Title: Pattern Mining in Smart Grid Energy Data Using Enhanced Binary Firefly Optimization
PatternIQ Mining
© by piqm - Sahara Digital Publications
ISSN: 3006-8894
Volume 02, Issue 03
Year of Publication : 2025
Page: [13 - 26]
Mariam Hassan and Youssef El-Shennawy
Faculty of Engineering, Alexandria University, 22 El-Gaish Road, Shatby, Alexandria, Egypt.
Faculty of Computers and Information, Helwan University, Ain Helwan, Cairo, Egypt.
The increasing deployment of smart grids has led to the generation of large-scale energy data, creating new opportunities for intelligent pattern mining to enhance energy efficiency and grid reliability. This study presents a hybrid optimization framework for mining meaningful patterns in smart grid energy data using Enhanced Binary Firefly Optimization (EBFO). Existing pattern mining techniques often struggle with high-dimensional data, noise, and low precision in pattern discovery, which limits their effectiveness in innovative grid environments. Additionally, traditional algorithms lack robustness when dealing with temporal variations and redundant features in energy consumption data. To address these challenges, this paper proposes a novel framework, the Binary Enhanced Firefly-based Pattern Miner (BE-FPM), integrated with a Thermal Image Denoising Autoencoder (TIDA). BE-FPM leverages an improved binary firefly algorithm with adaptive light intensity and movement strategies to explore the solution space for frequent pattern detection efficiently. Meanwhile, TIDA preprocesses smart meter readings by converting consumption patterns into thermal-like images and applying denoising autoencoding to reduce data noise and highlight meaningful structures. The proposed method is used on residential smart grid datasets for practical demand response analysis and load forecasting.

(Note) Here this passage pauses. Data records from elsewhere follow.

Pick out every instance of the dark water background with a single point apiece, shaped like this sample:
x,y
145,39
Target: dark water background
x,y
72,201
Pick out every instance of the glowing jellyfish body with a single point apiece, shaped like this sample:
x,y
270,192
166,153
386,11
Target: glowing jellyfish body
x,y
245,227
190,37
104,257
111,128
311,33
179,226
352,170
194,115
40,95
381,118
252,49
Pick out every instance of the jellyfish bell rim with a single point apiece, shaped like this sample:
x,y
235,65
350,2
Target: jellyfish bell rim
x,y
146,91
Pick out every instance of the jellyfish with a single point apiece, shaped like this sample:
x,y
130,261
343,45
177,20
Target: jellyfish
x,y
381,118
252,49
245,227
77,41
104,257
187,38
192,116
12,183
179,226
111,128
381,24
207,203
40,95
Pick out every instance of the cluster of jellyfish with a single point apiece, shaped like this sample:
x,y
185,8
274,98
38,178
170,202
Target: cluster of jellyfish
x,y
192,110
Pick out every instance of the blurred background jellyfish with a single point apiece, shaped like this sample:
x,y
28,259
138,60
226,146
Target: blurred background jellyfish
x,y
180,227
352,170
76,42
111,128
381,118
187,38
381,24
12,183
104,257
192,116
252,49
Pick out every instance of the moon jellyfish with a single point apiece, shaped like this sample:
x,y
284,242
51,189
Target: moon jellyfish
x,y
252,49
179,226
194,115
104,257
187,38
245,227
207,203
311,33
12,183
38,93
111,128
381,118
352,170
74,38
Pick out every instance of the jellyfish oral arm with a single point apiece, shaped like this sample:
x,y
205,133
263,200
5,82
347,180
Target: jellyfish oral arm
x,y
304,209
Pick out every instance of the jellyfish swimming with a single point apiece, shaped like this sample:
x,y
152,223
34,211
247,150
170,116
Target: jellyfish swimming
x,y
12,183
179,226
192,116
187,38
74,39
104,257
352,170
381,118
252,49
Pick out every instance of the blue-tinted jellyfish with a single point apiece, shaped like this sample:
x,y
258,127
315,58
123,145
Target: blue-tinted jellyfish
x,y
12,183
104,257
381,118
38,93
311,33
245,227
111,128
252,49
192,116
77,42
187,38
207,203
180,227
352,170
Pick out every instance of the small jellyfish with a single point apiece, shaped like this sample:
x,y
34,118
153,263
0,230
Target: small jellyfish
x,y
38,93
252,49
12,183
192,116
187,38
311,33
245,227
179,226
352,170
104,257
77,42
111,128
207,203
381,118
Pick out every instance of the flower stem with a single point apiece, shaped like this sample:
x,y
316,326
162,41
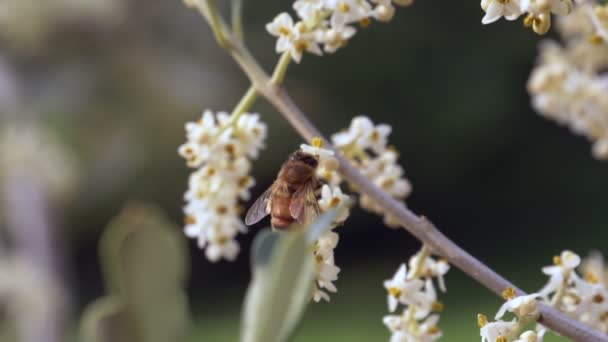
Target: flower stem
x,y
280,70
424,253
237,19
419,226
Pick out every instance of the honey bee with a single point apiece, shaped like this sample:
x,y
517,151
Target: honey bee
x,y
291,198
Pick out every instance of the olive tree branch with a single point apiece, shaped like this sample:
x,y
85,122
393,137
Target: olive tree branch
x,y
419,226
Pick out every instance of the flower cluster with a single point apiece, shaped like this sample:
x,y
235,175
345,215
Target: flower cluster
x,y
33,149
365,144
326,23
525,310
569,83
331,197
538,11
584,298
220,147
416,291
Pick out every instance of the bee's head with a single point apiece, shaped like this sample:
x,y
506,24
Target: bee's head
x,y
305,158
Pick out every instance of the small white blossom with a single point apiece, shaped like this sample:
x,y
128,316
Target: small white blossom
x,y
336,38
220,148
332,198
561,273
495,9
327,271
365,144
522,306
405,328
307,9
529,336
490,332
402,290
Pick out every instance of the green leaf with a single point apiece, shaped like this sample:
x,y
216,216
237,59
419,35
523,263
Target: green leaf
x,y
144,262
282,278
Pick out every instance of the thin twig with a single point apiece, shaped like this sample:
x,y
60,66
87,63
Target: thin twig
x,y
419,226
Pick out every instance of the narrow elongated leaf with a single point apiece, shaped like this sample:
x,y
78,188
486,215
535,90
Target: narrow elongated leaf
x,y
282,278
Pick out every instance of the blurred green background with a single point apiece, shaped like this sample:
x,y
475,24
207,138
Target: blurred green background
x,y
117,80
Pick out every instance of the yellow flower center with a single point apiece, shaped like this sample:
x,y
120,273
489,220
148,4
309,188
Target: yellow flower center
x,y
365,22
433,330
557,260
591,278
243,181
230,149
395,292
596,39
189,219
284,31
509,293
301,46
437,306
334,202
222,210
598,299
317,142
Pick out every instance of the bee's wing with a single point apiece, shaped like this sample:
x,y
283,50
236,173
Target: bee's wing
x,y
304,207
259,209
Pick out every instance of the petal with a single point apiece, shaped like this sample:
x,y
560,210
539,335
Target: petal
x,y
295,54
392,303
283,44
493,13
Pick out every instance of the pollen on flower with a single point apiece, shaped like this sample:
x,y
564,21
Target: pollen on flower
x,y
365,22
557,260
317,142
416,292
482,320
220,148
509,293
343,7
596,39
366,145
395,292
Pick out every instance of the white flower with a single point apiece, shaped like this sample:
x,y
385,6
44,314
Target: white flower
x,y
290,37
529,336
336,37
327,271
282,27
561,273
495,9
316,149
347,11
384,12
431,268
401,290
559,7
307,9
405,328
490,332
332,198
220,146
521,306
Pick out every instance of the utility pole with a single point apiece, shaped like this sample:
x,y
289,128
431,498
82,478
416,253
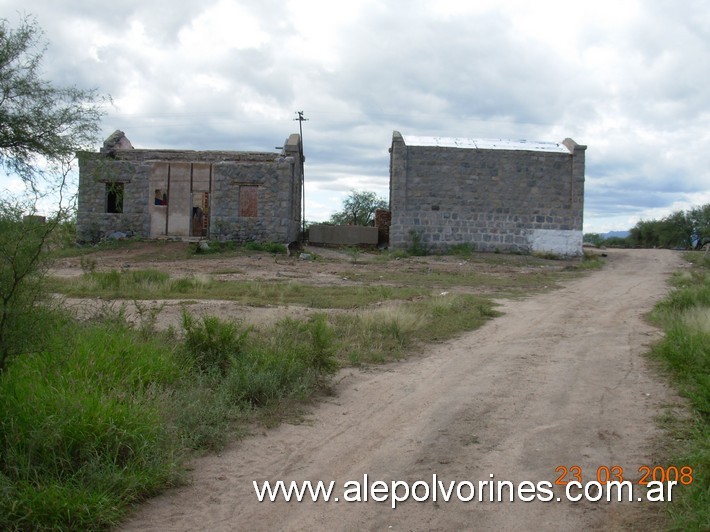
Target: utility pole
x,y
301,119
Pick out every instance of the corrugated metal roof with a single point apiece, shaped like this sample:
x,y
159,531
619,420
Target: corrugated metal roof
x,y
486,144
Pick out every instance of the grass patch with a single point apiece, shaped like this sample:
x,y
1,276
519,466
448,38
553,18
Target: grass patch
x,y
151,284
685,351
385,333
105,416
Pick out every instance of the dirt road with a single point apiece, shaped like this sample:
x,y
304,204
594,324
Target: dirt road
x,y
559,380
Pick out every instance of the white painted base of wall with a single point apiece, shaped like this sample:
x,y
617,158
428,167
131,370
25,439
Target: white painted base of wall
x,y
563,243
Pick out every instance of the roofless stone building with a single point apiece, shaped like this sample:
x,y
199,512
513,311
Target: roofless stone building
x,y
516,196
230,195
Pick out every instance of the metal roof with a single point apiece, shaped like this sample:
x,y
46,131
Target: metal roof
x,y
486,144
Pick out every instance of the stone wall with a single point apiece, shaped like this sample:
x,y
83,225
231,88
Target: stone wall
x,y
342,235
503,199
244,195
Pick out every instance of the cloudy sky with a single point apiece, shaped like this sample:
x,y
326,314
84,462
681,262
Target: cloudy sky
x,y
627,78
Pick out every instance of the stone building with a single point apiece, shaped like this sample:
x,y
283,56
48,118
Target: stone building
x,y
228,195
515,196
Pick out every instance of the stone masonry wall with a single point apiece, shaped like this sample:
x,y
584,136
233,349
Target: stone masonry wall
x,y
508,200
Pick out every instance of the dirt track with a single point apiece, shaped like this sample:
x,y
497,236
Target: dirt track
x,y
558,380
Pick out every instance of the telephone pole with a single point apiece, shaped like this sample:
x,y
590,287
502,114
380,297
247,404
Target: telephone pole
x,y
301,119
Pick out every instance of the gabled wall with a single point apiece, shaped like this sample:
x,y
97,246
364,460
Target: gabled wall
x,y
209,194
494,199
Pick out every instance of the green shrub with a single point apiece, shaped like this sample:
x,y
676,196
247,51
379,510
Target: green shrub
x,y
290,360
685,350
81,433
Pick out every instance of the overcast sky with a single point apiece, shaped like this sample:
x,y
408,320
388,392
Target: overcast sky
x,y
630,79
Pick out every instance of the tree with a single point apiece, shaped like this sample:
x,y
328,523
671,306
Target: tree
x,y
359,209
41,126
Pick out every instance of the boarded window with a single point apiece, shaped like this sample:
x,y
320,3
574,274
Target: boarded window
x,y
114,198
248,201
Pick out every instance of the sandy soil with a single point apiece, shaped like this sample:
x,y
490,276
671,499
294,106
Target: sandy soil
x,y
559,380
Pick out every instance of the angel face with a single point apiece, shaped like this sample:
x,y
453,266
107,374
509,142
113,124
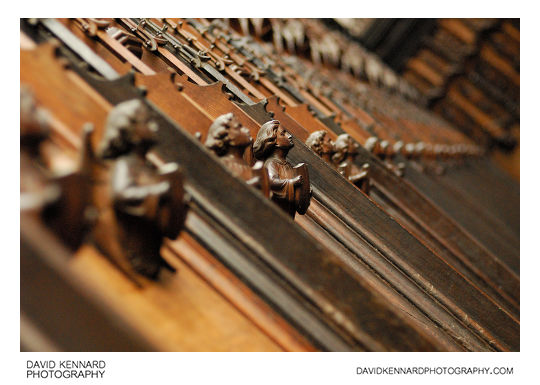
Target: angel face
x,y
238,135
283,138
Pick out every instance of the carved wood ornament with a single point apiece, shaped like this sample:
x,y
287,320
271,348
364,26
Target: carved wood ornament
x,y
290,185
229,140
137,203
60,198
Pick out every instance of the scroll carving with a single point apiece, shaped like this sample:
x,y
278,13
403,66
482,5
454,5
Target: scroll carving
x,y
290,185
340,155
137,203
232,142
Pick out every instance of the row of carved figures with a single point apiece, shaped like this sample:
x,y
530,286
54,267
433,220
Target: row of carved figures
x,y
127,204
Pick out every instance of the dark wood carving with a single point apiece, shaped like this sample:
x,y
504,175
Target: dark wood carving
x,y
137,204
289,185
345,151
60,199
230,141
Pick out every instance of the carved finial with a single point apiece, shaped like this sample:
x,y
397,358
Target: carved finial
x,y
290,185
345,152
145,203
229,140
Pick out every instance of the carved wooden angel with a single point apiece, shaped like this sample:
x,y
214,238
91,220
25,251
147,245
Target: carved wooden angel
x,y
290,185
230,140
137,203
345,150
322,145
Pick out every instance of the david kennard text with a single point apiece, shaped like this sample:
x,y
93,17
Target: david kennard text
x,y
65,369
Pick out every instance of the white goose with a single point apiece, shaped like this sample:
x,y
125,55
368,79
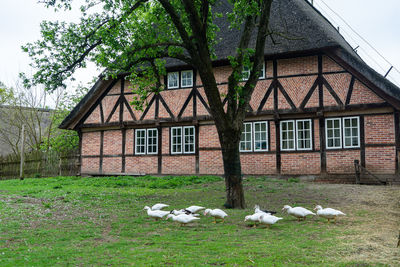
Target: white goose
x,y
257,210
159,206
298,212
183,219
216,213
254,218
268,220
194,209
328,213
156,214
182,211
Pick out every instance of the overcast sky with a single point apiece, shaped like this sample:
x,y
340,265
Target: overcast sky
x,y
377,21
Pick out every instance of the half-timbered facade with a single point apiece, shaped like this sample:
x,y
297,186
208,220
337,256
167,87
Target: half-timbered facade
x,y
314,111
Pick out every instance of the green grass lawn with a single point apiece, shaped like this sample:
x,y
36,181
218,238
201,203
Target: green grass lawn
x,y
100,221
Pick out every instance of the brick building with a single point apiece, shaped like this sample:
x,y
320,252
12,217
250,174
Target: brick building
x,y
316,108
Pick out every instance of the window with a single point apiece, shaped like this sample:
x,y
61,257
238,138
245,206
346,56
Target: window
x,y
260,136
303,134
246,72
342,132
140,142
183,140
146,141
254,137
173,80
188,139
187,78
152,141
287,135
246,140
176,140
351,132
333,133
296,135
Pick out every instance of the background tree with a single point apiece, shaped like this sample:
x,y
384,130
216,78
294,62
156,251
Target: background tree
x,y
21,106
132,35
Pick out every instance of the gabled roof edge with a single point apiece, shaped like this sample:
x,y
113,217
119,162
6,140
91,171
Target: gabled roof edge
x,y
390,91
81,106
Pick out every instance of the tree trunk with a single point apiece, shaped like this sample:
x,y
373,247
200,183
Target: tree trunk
x,y
233,172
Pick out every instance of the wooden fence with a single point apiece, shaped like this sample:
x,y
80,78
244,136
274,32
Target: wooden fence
x,y
39,164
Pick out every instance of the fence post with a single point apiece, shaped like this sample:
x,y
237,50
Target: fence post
x,y
21,168
60,166
358,171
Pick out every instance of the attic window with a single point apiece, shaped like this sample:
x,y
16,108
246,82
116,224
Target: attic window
x,y
187,78
246,72
173,80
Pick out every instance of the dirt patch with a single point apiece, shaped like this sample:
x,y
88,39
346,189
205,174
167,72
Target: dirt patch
x,y
373,220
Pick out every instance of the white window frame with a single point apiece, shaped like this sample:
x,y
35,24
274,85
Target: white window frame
x,y
262,71
344,132
172,140
136,142
184,139
262,76
147,141
191,81
177,82
266,135
294,135
297,135
246,141
340,133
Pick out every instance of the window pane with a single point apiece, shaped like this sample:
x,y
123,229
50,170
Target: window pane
x,y
176,140
173,80
333,131
140,141
187,78
303,134
246,138
152,141
189,139
287,135
351,132
260,136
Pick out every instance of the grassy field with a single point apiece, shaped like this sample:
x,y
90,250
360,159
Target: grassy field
x,y
100,221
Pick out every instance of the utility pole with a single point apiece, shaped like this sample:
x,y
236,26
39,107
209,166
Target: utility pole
x,y
21,169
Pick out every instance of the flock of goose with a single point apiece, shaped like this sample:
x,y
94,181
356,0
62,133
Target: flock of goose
x,y
265,217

By identifying accurate and noise-free consumption patterns, utilities can more effectively schedule energy distribution, reduce peak loads, and improve energy efficiency. Experimental results demonstrate that BE-FPM outperforms traditional mining approaches in terms of pattern accuracy, convergence speed, and noise resilience. This hybrid technique provides a promising direction for intelligent energy data analysis in future innovative grid applications.
Smart Grid, Pattern Mining, Binary Firefly Optimization, Thermal Image Denoising, Autoencoder, Energy Consumption Analysis, Demand Response.